A pioneer in selecting desirable varieties of trees and florid scenery to beautify roadsides across the country, Jesse Merle Bennett came down hard on the question of the undesirable ones. Fruit and nut trees “may have some ornamental value, (but) experience has shown that they suffer from the thoughtless depredations of the public during the time the fruit is ripe,” Bennett wrote in “Roadside Development.” And evergreens “are often appropriated by a careless few for Christmas trees.”

As the Wayne County superintendent of parks and forestry in the 1920s and 1930s, Bennett exercised esthetic and practical leadership at a key time. Ever since bicycles became popular during the Gilded Age, ordinary Americans had pushed for better roads (his colleague, printer and cyclist Edward Hines, was among them).
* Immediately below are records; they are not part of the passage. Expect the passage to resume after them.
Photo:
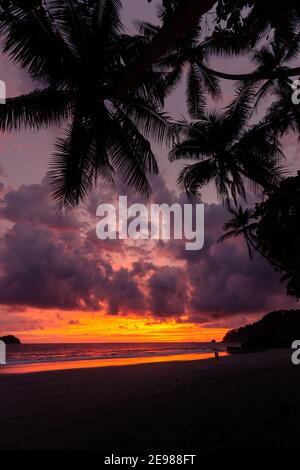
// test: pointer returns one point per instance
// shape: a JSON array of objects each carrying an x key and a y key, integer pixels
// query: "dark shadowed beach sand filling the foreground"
[{"x": 239, "y": 402}]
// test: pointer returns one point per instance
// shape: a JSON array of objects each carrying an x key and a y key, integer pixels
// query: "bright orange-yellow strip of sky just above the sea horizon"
[{"x": 90, "y": 327}]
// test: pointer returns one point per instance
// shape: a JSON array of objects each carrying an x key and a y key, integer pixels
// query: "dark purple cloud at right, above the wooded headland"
[{"x": 224, "y": 282}]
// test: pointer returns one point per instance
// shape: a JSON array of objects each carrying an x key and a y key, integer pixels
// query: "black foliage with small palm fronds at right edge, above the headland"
[{"x": 272, "y": 229}]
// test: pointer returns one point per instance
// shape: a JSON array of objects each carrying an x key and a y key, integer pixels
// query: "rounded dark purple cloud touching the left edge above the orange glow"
[{"x": 45, "y": 269}]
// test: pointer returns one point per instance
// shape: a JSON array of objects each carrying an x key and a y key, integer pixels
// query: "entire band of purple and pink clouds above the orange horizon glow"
[{"x": 53, "y": 263}]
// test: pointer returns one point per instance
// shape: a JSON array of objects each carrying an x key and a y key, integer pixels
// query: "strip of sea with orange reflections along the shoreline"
[{"x": 39, "y": 357}]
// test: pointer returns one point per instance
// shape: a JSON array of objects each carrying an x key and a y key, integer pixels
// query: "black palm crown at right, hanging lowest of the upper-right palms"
[{"x": 229, "y": 152}]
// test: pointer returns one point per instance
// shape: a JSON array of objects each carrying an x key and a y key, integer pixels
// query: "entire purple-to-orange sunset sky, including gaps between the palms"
[{"x": 59, "y": 283}]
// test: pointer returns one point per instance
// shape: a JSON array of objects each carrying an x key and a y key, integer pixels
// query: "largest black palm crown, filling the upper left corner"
[{"x": 75, "y": 51}]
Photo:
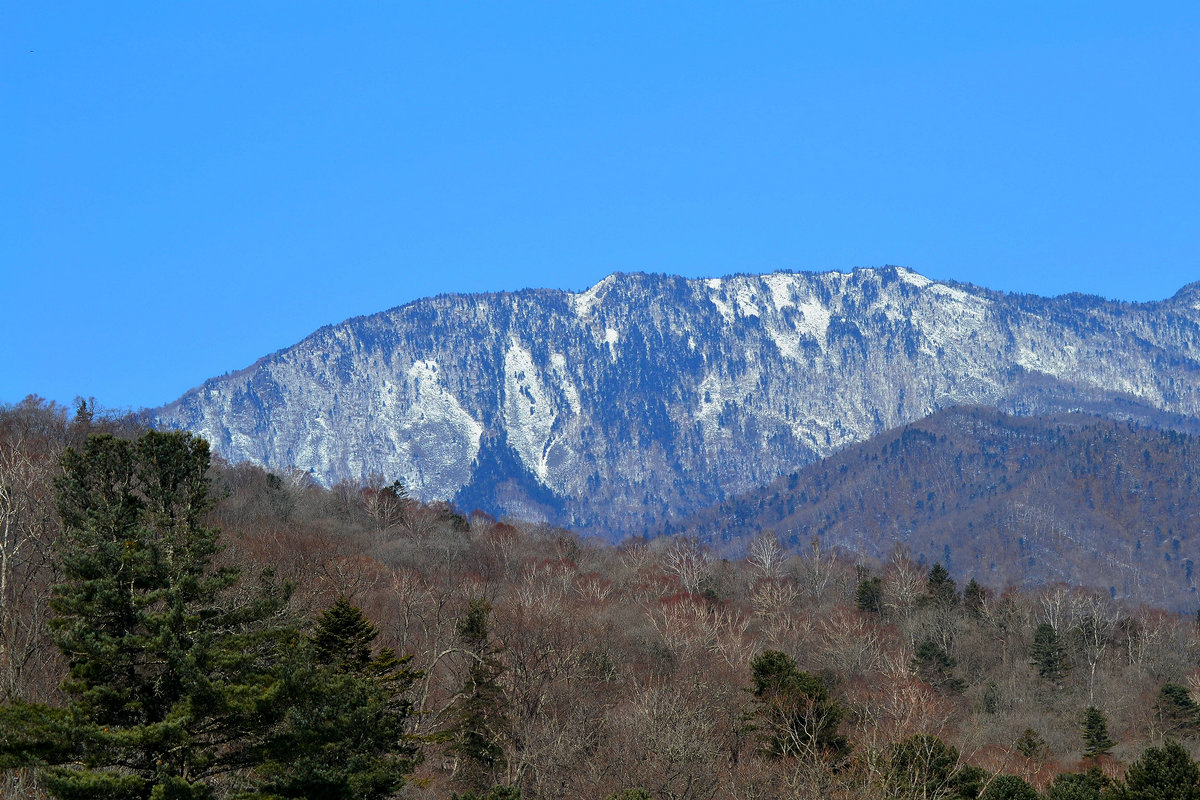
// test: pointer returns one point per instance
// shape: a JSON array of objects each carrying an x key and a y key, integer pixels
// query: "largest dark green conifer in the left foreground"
[{"x": 179, "y": 683}]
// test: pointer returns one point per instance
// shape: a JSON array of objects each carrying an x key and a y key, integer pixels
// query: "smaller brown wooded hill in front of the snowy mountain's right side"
[{"x": 1000, "y": 498}]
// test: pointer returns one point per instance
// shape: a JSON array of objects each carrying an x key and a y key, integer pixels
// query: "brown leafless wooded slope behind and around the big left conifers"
[{"x": 551, "y": 666}]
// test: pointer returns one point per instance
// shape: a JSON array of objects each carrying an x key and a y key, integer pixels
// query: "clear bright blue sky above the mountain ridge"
[{"x": 188, "y": 187}]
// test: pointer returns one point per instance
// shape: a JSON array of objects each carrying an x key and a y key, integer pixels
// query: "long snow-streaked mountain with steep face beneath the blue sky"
[{"x": 649, "y": 396}]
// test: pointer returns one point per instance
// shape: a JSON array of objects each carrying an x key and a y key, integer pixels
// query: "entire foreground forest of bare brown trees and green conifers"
[{"x": 350, "y": 642}]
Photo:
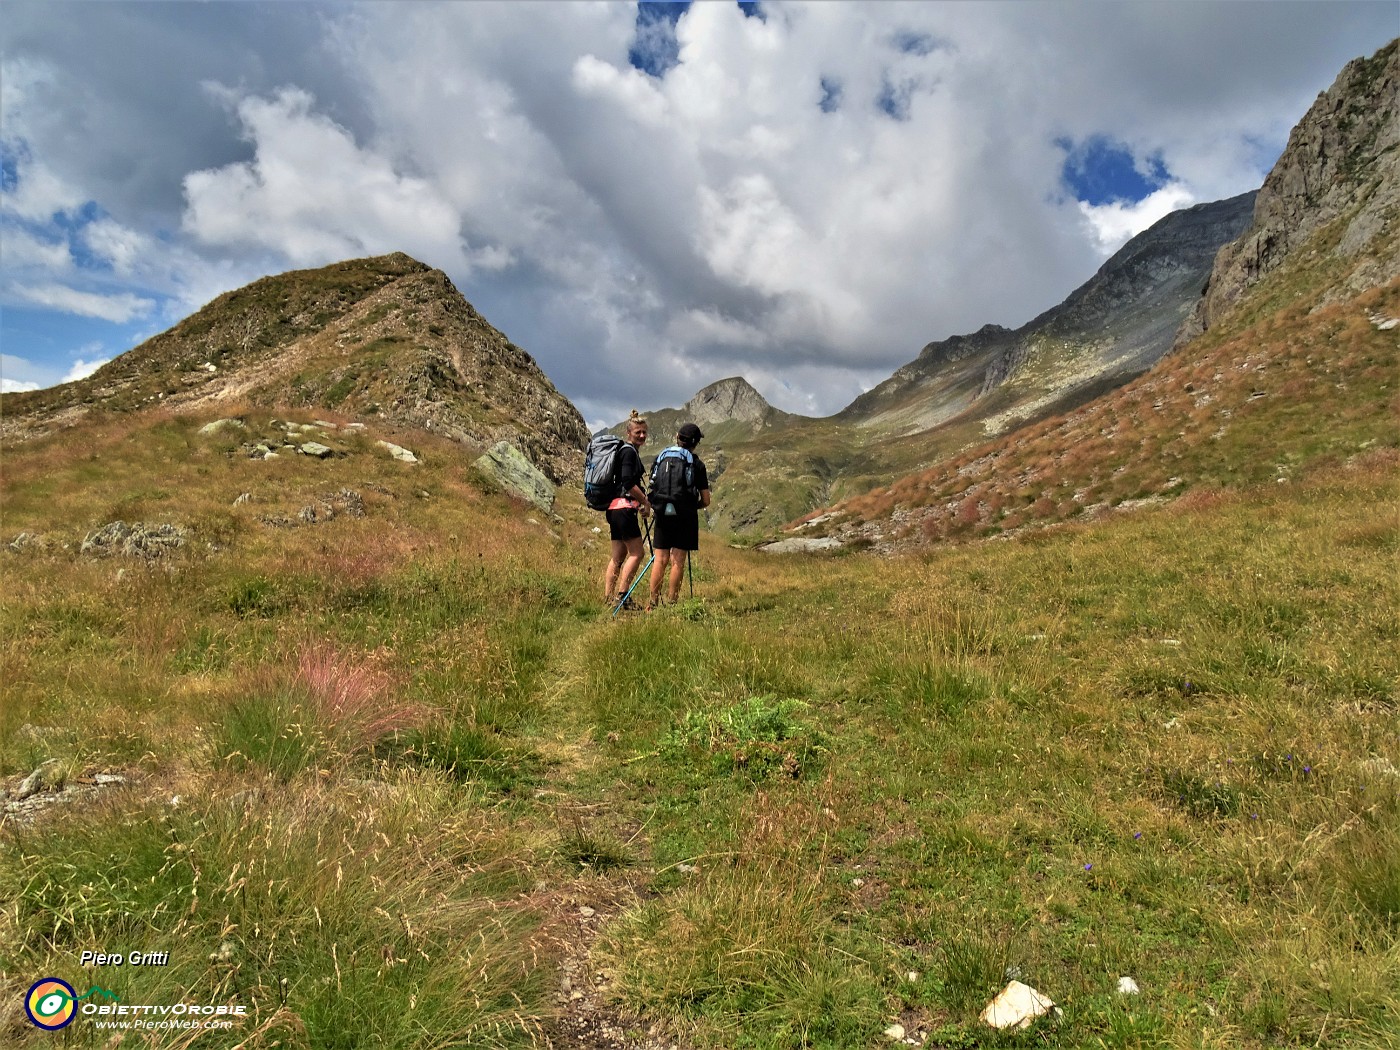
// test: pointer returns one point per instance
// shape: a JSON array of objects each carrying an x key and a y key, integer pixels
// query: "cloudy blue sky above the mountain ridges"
[{"x": 647, "y": 198}]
From there, automotive pioneers joined in. Charles Brady King, a skilled craftsman who built and drove the first car in Detroit in 1896, organized the American Motor League a year earlier to help promote better roads. Biographer Douglas Brinkley records that even Henry Ford took some credit when he wrote in Ford News, “The Ford car blazed the way for the motor industry and started the movement for good roads.”

With Cass Benton and Hines, Ford was a charter member of the newly founded Wayne County Road Commission in 1906. Three years later, with John Haggerty having replaced Ford, the Commission experimented with the first mile of concrete roadway instead of brick, cobblestones, or tarmac. 

As paved routes were laid throughout Detroit and western Wayne County, Bennett followed close behind with his blueprints and tree calipers. He anticipated public demand for well-designed landscaping and for roadways that included vista points and comfort stations.

He directed the placement of trees and shrubs, the planting of seeds, and the laying of sod. One of his firmest tenets called for use of nursery stock rather than specimens dug from woodlands. His principles — Bennett also wrote “Roadsides: The Front Yard of the Nation” — served to guide development throughout the United States and raised eyebrows internationally.

“Many of those responsible for street trees in the inter-war years seemed unaware of some of the advances now being made by professionals in the USA,” commented a British reader.

The great showpiece was Hines Drive, which runs along the Middle Rouge River’s floodplain from Ford Road in Dearborn Heights to Seven Mile Road in Northville. “Rather than letting that land sit unused by everything but mosquitoes, or more likely, be gobbled up by industries in the early 1900s, Wayne County adapted the land into a spectacular public park,” the County’s website proclaims. At different points, the roadway is laced with water-powered mills, pump houses, dams, and spillways. Although he resigned after a year on the Commission, Ford continued to exercise outsize influence on the development of Hines Drive by deeding several of his properties to the County.

“Roadside Development,” Bennett’s detailed how-to manual, was published in 1929. “These drives are for pleasure traffic and provide an economic use of lowlands and slopes which would otherwise be of little value.” Now popular with commuters in this age of isolation, Hines Drive is a welcome diversion from canyon-style highways, while the annual show of Christmas lights is a rolling, seasonal attraction.

Besides his books, we remember the planner as the namesake of Bennett Arboretum, a part of Hines Park in Northville. Those who walk the reserve’s two-mile trail can reflect upon Bennett’s mantra: “Roadside development adds to the comfort and convenience of the motorist in every detail.”